There is only one thing that gets on my nerves faster than an overcooked steak and that is lukewarm, bad and uninspiring communication. My big problem is that the world is so full of it. Pointless messages and newsletters filled with amazing nothingness hit me with the relentless beat of a toddler with drumsticks on Red Bull.
Most of this stuff is dull, boring, re-chewed, flat and ugly. It insults my intelligence. It hurts my feelings. It makes me a bit sad, angry and borderline aggressive. If one tries to communicate with me (a social behavior I enthusiastically encourage), why not at least try to give it the appearance of actually giving a fuck? (pardon my French). Have we met? Do you know who I am? What I stand for? What I do? What makers me tick? What keeps me awake at night?
I can’t blame you if the answer on the above questions is “no”. It makes you even a fascinating part of an intriguing unknown realm I am yet to discover…. But I blame you for not even trying, not making the slightest effort, not spending an ounce of elbow grease, not firing up a couple of rusty neurons…
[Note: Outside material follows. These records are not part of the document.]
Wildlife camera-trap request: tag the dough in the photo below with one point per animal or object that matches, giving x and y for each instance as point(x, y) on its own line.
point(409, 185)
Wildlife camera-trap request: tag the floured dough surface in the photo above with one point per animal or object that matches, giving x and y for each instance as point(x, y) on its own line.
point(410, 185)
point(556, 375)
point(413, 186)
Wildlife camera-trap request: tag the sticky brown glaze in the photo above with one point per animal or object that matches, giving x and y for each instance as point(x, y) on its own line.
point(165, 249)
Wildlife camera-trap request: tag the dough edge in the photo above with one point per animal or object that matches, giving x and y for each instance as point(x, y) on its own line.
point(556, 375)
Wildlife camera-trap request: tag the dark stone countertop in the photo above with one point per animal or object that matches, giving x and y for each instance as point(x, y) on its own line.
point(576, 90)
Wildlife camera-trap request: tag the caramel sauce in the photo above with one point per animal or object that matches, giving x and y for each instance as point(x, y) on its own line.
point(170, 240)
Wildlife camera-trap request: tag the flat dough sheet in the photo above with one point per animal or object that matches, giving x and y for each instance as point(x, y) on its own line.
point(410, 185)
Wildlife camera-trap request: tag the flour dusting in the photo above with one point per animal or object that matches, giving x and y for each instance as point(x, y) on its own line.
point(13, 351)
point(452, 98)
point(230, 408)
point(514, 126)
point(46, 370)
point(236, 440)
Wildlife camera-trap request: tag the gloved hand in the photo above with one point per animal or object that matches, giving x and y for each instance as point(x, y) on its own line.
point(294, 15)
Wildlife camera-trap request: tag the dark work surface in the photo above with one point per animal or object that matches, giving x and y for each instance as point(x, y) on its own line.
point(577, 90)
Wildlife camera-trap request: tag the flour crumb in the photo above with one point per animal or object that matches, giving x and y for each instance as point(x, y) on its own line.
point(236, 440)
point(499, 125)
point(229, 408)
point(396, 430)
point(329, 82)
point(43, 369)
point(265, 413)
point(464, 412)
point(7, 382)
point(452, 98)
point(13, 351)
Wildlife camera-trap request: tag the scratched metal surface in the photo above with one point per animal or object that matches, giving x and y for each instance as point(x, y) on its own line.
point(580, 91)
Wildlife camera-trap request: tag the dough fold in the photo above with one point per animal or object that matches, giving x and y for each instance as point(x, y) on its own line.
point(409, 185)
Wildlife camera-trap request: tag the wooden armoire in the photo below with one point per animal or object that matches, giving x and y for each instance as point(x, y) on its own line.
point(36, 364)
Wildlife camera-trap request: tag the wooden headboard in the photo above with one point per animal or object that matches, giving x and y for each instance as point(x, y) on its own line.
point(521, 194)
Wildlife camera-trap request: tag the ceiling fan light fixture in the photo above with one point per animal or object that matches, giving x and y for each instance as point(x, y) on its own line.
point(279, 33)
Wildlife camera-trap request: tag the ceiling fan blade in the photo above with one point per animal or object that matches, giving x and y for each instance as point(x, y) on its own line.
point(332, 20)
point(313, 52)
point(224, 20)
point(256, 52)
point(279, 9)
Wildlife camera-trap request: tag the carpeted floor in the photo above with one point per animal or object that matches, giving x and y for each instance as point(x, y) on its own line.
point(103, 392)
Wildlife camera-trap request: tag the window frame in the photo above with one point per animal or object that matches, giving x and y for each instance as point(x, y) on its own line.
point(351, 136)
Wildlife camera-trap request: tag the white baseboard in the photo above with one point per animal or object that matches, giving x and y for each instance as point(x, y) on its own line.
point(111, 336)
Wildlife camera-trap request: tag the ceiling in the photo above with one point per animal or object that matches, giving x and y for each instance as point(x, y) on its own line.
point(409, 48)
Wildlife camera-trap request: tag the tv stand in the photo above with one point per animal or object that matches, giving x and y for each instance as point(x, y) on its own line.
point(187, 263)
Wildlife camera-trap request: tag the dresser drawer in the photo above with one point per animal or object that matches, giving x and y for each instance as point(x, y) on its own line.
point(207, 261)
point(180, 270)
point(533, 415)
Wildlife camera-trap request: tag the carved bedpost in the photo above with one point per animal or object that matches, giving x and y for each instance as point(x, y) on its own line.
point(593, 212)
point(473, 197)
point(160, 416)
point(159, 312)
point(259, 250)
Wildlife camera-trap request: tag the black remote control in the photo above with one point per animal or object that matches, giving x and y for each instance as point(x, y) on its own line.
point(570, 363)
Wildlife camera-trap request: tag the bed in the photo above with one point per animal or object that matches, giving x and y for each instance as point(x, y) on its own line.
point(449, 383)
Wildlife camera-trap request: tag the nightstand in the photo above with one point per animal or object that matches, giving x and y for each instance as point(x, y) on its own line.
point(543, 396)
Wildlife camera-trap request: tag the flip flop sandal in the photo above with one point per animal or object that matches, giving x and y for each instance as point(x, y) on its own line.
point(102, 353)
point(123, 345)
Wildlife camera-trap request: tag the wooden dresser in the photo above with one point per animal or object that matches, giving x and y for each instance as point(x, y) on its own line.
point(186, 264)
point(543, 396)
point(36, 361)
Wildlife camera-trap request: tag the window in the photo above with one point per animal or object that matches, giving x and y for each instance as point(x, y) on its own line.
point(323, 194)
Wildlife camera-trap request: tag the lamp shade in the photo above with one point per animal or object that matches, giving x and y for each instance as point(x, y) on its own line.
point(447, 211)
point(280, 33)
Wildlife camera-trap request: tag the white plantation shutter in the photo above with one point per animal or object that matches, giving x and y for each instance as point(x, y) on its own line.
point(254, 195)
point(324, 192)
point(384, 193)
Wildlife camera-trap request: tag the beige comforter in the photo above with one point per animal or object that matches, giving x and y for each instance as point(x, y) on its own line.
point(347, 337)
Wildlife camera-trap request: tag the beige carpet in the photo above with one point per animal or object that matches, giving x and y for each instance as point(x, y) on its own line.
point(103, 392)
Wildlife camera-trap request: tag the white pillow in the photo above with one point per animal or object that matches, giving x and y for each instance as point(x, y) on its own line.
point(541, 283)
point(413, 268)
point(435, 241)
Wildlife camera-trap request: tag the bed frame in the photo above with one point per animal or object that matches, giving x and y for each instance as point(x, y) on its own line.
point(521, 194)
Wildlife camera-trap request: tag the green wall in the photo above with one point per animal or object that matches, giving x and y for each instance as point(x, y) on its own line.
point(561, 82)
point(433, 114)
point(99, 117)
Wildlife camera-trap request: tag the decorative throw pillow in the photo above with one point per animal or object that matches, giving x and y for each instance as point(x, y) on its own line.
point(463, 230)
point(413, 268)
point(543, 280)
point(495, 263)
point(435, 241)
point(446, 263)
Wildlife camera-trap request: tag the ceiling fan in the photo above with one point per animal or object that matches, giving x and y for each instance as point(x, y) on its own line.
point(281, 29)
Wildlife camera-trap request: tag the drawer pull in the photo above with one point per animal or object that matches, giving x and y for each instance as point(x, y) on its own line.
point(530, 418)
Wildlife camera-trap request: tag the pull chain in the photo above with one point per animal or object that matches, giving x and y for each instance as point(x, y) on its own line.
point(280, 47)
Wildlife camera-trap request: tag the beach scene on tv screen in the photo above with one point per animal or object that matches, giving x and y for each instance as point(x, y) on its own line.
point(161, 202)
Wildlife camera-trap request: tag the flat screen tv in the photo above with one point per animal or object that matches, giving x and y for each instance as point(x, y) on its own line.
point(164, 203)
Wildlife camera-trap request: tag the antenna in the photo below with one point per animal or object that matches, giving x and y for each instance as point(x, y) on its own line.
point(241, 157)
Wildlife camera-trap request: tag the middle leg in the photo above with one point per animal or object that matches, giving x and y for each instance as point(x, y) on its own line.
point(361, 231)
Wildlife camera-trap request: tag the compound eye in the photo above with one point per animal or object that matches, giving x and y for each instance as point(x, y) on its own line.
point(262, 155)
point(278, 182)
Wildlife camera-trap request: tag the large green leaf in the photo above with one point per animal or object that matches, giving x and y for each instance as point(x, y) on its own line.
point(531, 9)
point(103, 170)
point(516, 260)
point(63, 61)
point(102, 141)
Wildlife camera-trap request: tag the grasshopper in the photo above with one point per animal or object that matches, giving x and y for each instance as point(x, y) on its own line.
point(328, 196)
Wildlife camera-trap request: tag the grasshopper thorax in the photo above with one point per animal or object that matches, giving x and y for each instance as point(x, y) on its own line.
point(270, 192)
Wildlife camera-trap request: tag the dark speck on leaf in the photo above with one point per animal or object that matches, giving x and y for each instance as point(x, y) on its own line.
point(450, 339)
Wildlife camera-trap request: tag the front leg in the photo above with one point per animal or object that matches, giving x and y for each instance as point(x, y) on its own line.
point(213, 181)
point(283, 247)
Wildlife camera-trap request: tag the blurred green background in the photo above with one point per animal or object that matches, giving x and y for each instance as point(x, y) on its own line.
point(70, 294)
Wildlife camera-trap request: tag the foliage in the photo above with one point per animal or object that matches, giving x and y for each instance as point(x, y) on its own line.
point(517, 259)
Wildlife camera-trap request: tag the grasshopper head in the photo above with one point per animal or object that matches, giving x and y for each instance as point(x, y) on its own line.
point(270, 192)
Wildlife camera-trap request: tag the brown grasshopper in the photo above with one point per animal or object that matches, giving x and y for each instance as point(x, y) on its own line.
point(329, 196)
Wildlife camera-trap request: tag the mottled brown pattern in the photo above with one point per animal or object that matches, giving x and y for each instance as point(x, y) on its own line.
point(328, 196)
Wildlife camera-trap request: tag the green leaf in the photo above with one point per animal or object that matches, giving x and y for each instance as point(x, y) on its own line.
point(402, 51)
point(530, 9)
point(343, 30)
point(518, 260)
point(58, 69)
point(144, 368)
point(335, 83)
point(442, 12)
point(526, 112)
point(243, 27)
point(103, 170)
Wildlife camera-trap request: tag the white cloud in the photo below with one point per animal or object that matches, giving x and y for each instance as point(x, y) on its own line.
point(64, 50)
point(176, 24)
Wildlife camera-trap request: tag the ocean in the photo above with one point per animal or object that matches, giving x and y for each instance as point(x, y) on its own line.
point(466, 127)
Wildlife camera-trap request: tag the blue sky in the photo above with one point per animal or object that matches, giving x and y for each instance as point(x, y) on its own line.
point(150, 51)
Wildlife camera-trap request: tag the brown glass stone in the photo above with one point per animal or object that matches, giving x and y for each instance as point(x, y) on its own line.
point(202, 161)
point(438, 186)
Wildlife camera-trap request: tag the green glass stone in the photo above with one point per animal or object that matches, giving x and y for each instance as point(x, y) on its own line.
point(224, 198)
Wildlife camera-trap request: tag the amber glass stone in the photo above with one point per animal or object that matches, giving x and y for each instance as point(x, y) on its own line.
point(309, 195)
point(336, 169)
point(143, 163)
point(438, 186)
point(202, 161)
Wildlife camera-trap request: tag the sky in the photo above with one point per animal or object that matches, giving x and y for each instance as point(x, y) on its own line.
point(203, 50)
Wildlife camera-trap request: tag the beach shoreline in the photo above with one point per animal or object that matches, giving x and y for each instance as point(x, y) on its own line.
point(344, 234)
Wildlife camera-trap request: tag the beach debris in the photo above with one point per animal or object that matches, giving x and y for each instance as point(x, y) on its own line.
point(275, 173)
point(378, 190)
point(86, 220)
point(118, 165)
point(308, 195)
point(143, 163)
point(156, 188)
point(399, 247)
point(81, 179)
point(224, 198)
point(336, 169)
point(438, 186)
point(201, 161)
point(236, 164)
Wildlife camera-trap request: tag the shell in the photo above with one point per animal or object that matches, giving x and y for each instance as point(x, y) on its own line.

Joshua sent me this, on LinkedIn, today:
“Hi [insert name]. I came across [insert website URL] and I loved it. Would you like me to help you with inbound marketing and suitable content to sell your products better? By operating as an extension of your team, we focus on creating high-quality, consistent, and on-brand content, and scale our efforts based on your business needs and at very competitive prices. I wonder if you’d like to have an introductory call to talk about your possible needs in our services? Would tomorrow at 14:00 work for you?”
I’m not [insert name], and surely you can do better than renaming my website [insert website URL]. If your knowledge on inbound marketing matches your ability to handle your CRM, I will not touch it with a mile-long stick. You would do my “on-brand content” ?
I don’t think so… I wish you, dear Joshua, a suitable cramp in your left testicle and very short arms.
This. Is. SO. Spot. On. I’m particularly taken with the last line – “I wish you, dear Joshua, a suitable cramp in your left testicle and very short arms.”